One way to avoid NP-completeness is to attack assumption 1: what if, instead of allowing a dependency to list specific package versions, a dependency can only specify a minimum version? ... As the examples already hint at, if packages follow semantic versioning, a package manager might automatically use the newest version of a dependency within a major version but then treat different major versions as different packages.

This is approximately the solution that we use in Cargo. I talked about it in the post announcing the initial alpha release of Cargo in June 2014:

By default, we will encourage package authors to comply with semantic versioning and not introduce breaking changes in minor versions by using the single highest available minor version for each depended-on major version of a package from the Cargo registry.

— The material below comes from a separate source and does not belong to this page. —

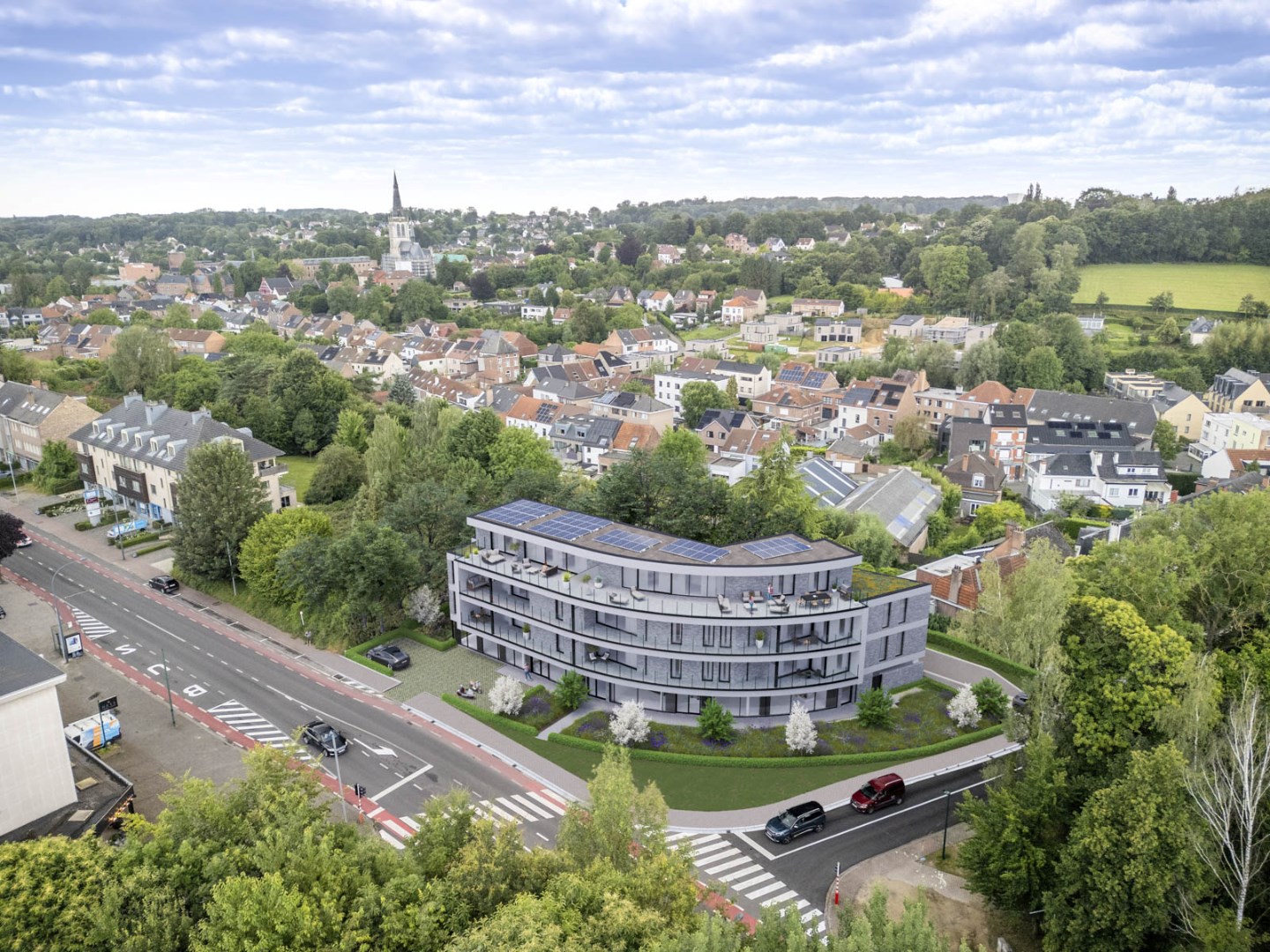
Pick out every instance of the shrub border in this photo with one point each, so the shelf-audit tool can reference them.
(1007, 669)
(776, 762)
(493, 720)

We also talked about it on the Rust blog post in Cargo: Predictable Depenency Management.

Russ also suggests attacking assumption 4:

Another way to avoid NP-completeness is to attack assumption 4: what if two different versions of a package could be installed simultaneously? Then almost any search algorithm will find a combination of packages to build the program; it just might not be the smallest possible combination (that’s still NP-complete).

That, of course, is the strategy that npm used. In version 2, npm simply duplicated any package it found. In version 3, npm attempts some amount of de-duplication, but the ecosystem relies heavily on the duplication ability of npm (Yarn, an alternative Node package manager I collaborated on, supports the same kind of duplication).

Cargo chose to attempt the hybrid model that Russ suggests (allowing duplication, but using semver to restrict its effect), and I agree with the rationale he gives for this hybrid approach:

One rationale for such restrictions is that developers are likely not thinking about the entire space of all possible package combinations when building or testing software. It would help for the developers and their tools to agree about how software is built.

We chose not to go with the simple duplication model in Cargo because Rust's compiler will not allow multiple versions of the same package to have a single unified type (for obvious reasons: struct { x: u32 } is not the same type as struct { x: u32, y: 32 }.

The same problem exists in Node, but the dynamic and structural nature of JavaScript allows programs to cope better, while making failure cases even more head-scratching.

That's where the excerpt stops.